Com 27 anos de carreira, Adelmário Coelho é considerado um dos maiores forrozeiros baianos. Defensor do estilo mais tradicional do ritmo, o músico chega a fazer 35 shows só no mês de junho. “É um luto dolorido. Ninguém sabe exatamente quando terá fim. Isso que é dramático”, confessa. Para o músico a prioridade é o cuidado com a vida dos brasileiros e considera “um ato criminoso” quem nega a gravidade da doença, mas, pensando no setor musical que faz parte, lamenta a paralisação. “Existe um perfil com mais visibilidade para o patrocínio, que não é a realidade da nossa cultura forrozeira. Nunca tinha ficado uma noite de São João sem meu público; era uma coisa inimaginável”, admite. Apesar dos dados catalogados,Lúcia se mostra positiva para a realização dos festejos assim que a pandemia fora controlada no Brasil. “Sem sombra de dúvidas, o próximo São João presencial será muito iluminado no sentido de que haverá uma procura intensapor parte do público. Contudo, espero que já seja fruto de uma série de reflexões e que venha commudanças efetivas. A festa não precisa ser guiada pelo movimento midiático.
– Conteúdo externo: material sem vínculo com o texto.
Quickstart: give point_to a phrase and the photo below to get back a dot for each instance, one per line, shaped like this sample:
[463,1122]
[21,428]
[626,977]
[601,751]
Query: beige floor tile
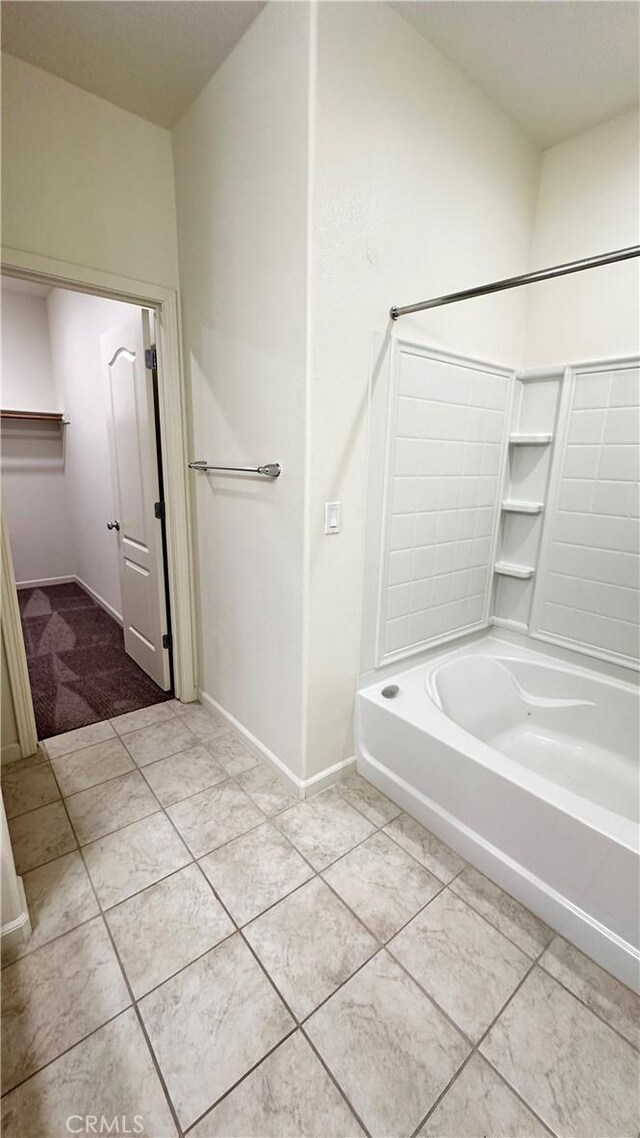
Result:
[309,943]
[268,790]
[111,1074]
[214,816]
[144,717]
[56,996]
[425,847]
[368,799]
[27,784]
[229,751]
[59,897]
[323,827]
[255,871]
[211,1023]
[478,1104]
[595,987]
[41,835]
[158,741]
[288,1094]
[577,1075]
[203,722]
[183,774]
[166,926]
[73,740]
[468,967]
[383,884]
[92,765]
[502,910]
[131,859]
[111,806]
[391,1050]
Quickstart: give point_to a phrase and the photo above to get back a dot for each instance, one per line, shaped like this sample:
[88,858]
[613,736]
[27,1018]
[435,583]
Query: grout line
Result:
[133,1000]
[298,1024]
A ideia é que tenha destaque de fato quem faz o São João acontecer”, reforça.

As informações do livro foram coletadas entre 10 de julho e 21 de outubro de 2020 e contou com 239 respostas divididas entre seis questionários, sendo 16 de representantes de municípios, 10 de associações, 115 de bandas e grupos musicais, 14 de festas privadas e 84 de profissionais da cultura e prestadores de serviços.